Berita Bola - FIFA akan izinkan pemakaian jilbab dalam sepakbola wanita -  FIFA diperkirakan akan memberi izin pemakaian jilbab dalam sepakbola wanita setelah Komite Medis FIFA mengatakan jilbab tidak membahayakan kesehatan pemain. Pelarangan pemakain jilbab dalam sepabola dilakukan tahun 2007 karena alasan kesehatan.

Pelarangan itu sempat menimbulkan protes dari PBB. “Saya pikir  tidak tepat untuk melarang perempuan berjilbab untuk bermain sepakbola. Kebijakan itu tampak bodoh,” komentar Juru Bicara PBB Untuk Olahraga, Wlifred Lemke.

Karena desakan itu, Maret 2007 International Football Association Board (Asosiasi Dewan Sepakbola Internasional) sepakat mencabut larangan pemakaian jilbab bagi pesepakbola muslim. Namun keputusan final akan diambil FIFA di Zurich pekan depan.

Sebelumnya, ketua Komite medis FIFA Michel D’Hooghe mengatakan jilbab bisa menyebabkan nyeri kepala dan cedera leher atau terlalu panas. Namun setelah melakukan penelitian mendalam pihaknya tidak menemukan ancaman cedera itu. Artinya, jilbab aman digunakan. Jika hasil pemungutan suara memberi izin pemakain jilbab, FIFA akan membuat aturan mengenai jilbab yang layak digunakan untuk bertanding.

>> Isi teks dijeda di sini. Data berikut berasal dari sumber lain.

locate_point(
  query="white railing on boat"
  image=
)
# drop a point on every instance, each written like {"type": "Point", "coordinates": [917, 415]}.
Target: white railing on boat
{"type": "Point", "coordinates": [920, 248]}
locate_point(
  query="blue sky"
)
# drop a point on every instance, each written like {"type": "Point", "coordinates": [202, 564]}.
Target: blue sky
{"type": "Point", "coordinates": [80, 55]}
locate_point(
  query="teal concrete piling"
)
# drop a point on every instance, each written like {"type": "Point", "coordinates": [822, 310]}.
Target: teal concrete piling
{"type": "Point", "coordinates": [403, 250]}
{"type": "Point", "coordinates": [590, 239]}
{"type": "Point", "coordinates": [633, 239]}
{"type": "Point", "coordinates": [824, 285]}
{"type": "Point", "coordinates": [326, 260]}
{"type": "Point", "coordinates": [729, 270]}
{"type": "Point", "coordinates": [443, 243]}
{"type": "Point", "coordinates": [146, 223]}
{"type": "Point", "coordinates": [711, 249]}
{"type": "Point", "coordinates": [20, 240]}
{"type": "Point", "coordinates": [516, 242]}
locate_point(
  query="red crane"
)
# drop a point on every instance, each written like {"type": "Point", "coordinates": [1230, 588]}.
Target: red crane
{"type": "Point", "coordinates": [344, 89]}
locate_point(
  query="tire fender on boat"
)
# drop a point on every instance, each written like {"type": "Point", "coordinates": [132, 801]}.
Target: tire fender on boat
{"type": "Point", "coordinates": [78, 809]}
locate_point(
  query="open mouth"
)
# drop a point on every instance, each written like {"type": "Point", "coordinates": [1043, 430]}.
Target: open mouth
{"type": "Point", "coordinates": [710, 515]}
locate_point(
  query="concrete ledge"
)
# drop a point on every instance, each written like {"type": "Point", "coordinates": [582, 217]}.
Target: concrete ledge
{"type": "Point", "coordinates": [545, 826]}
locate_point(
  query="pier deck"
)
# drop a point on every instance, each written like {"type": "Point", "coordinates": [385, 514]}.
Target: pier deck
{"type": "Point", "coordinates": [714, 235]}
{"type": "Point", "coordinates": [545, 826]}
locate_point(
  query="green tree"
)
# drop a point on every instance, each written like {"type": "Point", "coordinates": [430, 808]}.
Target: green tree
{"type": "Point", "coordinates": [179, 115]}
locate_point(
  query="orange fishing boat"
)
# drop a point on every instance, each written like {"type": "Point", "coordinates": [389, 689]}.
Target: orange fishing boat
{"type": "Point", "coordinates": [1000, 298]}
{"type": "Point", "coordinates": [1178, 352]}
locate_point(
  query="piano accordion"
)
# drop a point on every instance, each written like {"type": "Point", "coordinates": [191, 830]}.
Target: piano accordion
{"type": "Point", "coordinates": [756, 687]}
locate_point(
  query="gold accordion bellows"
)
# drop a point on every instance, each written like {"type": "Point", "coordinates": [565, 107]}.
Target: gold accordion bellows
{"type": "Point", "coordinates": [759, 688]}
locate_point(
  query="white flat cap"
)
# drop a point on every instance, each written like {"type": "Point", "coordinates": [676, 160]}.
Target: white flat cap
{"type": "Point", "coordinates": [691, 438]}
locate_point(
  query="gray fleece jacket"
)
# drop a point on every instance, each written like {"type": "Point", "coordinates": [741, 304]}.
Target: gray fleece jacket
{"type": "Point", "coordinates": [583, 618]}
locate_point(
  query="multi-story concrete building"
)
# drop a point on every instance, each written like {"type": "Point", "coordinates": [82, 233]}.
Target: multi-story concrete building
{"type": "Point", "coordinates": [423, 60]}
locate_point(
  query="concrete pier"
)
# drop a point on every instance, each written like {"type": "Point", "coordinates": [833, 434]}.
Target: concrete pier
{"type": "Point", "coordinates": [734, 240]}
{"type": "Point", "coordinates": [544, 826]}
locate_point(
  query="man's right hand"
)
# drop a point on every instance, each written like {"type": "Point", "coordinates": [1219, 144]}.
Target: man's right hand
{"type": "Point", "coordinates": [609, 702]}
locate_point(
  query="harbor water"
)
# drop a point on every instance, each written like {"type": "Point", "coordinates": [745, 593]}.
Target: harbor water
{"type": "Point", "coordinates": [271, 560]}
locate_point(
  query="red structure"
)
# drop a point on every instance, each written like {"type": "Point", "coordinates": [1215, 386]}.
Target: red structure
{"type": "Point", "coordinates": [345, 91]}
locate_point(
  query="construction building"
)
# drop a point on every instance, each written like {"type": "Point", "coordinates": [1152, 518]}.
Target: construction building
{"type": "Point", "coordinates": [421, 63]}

Seperti diketahui, pada April 2010 FIFA berencana melarang pemakaian jilbab dalam sepakbola wanita di Olimpade London. Padahal, cabang olahraga lain seperti rugby dan taekwondo mengizinkan muslimah untuk mengenakan jilbab dalam setiap kompetisi yang diadakan.

Tahun lalu, tim sepakbola perempuan Iran dilarang FIFA untuk ambil bagian dalam kualifikasi Olimpiade. Mereka menolak untuk melepas jilbab sebelum pertandingan dimulai. Akibat hal itu, Iran yang saat itu menempati posisi puncak klasemen terpaksa didiskualifikasi.